The CW’s Containment is set to premiere on April 19, 2016 at 9pm ET/PT with George Young playing CDC researcher Dr. Victor Cannerts and Trevor St. John playing an Atlanta journalist named Leo Greene. The series is executive produced by Julie Plec (The Vampire Diaries, The Originals) and David Nutter (The Flash, Arrow) and takes place during an outbreak of a deadly epidemic in Atlanta that causes the city to be put in quarantine to hopefully stop the spread of the mysterious virus.
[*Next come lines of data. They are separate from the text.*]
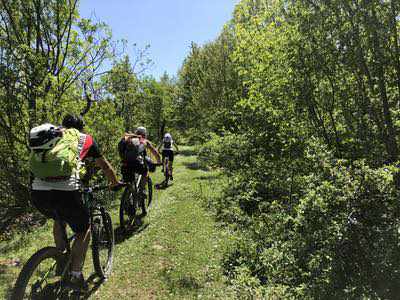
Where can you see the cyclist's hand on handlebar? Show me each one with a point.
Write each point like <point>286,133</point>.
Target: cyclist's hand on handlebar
<point>117,186</point>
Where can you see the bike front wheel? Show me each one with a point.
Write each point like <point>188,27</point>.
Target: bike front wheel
<point>102,244</point>
<point>38,278</point>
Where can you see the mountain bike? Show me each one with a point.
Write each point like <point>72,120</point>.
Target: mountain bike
<point>132,200</point>
<point>40,279</point>
<point>167,170</point>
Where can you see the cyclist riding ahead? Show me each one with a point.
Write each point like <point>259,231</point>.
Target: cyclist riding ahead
<point>168,151</point>
<point>135,151</point>
<point>55,189</point>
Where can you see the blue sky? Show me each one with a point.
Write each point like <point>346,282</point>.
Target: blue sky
<point>168,26</point>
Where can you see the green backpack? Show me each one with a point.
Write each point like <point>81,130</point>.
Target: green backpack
<point>61,160</point>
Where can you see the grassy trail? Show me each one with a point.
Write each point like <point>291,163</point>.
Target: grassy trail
<point>175,254</point>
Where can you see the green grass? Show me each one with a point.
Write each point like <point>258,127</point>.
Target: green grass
<point>176,255</point>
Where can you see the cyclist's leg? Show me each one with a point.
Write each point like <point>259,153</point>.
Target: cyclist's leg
<point>72,210</point>
<point>59,234</point>
<point>142,192</point>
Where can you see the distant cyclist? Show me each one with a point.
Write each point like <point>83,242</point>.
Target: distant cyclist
<point>135,151</point>
<point>58,196</point>
<point>168,151</point>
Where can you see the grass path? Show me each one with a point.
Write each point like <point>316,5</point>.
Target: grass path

Speaking with George Young during the 2016 WonderCon in Los Angeles, Young said he’s definitely a germaphobe now after working on Containment. “I am now, like most of the cast, like most of the people on the set. Like most of the camera crew, the lighting crew, the directors, we’ll all germaphobes,” said Young. “We were filming the pilot and we’re doing this scene with someone behind the glass and we’re in front of the glass. It’s in a hospital and one of the lighting guys sneezes. Normally, it’s okay. Normally it’s all right but because we’ve all just been introduced to our characters, just the scenario of something that could actually happen, we all freaked out. We all looked at the guy like, ‘Okay, I’m not going anywhere near this person anymore.’ So we became germaphobes.”
“Just think about the everyday things we do, shaking people’s hands – not just strangers but family,” said Young. “What happens if a virus happens and you’re not allowed to do that? Or, if you do that there are consequences – real consequences. That’s what we ask in the show and that’s why I’m curious to see what the audience answers.”
However, being a part of Containment didn’t have the same effect on Trevor St. John. St. John isn’t any more cautious or fearful about the spread of a virus than he was before taking on the role in the new The CW series. “I know it’s fiction, even though it could very well happen. They took great pains to make it realistic and considering what’s happening now, it’s an intrinsic topic,” said St. John. “Other actors are talking about becoming germaphobes but I’ve never been a germaphobe. In fact, they say now that if you want to be healthy not that you shouldn’t wash your hands but you should be exposed to the good bacteria because we’re all suffering from that lack of that microbiome, the good microbiome, so there’s actually some evidence that we shouldn’t be germaphobes.”
Young describes his character, Dr. Victor Cannerts, as the doctor caught at the Ground Zero/Patient Zero area of the virus outbreak. “He makes, very early on in the pilot, the initial call for the containment, for the quarantine. It’s all this stress of whether he’s doing the right thing. He’s the most qualified person within the contained area to do the right thing. People are looking to him and Claudia Black’s character is looking to me, she’s outside the containment area. Other people are looking for answers and I’m the one who has to come up with it. It’s a question of I have to sound like I know what I’m doing but at the same time I’m panicking. I’ve studied it; I’ve maybe experienced it to smaller degrees in my training as a doctor. But to be faced with this in the U.S. or at your doorstep is something terrifying. But, I can’t share it because you don’t want one of the leaders or somebody in there you’re depending on to suddenly freak out.”
Young added, “There’s a lot of stress and I think you’ll see that with each character, what happens to them when you put them in this pressure cooker. Whether they’re in the literal pressure cooker that is the contained area or they’re outside, it’s still stressful. What happens to them? Where does your character go? What colors do you show? What do you let slip through that in normal situations you don’t? I think that’s the unpredictability about it. You can’t bet on anything, like, ‘This character will do that. I know that this guy – I can put my finger on him.’ Really, you can’t, and you shouldn’t because you’ll get infected. [Laughing] But you can’t anyway. It’s interesting.”
St. John says his character is suffering the consequences of a previous fact-checking error when we meet him in Containment. “He’s been disgraced in the world of journalism and the blogosphere and is trying to claw his way back to the mainstream popularity. This story kind of falls in my life and I assume that it’s going to be the thing, my golden ticket back into the mainstream and so I dig deep and I befriend Lex [played by David Gyasi] and I try to get to the heart of the story and the truth.”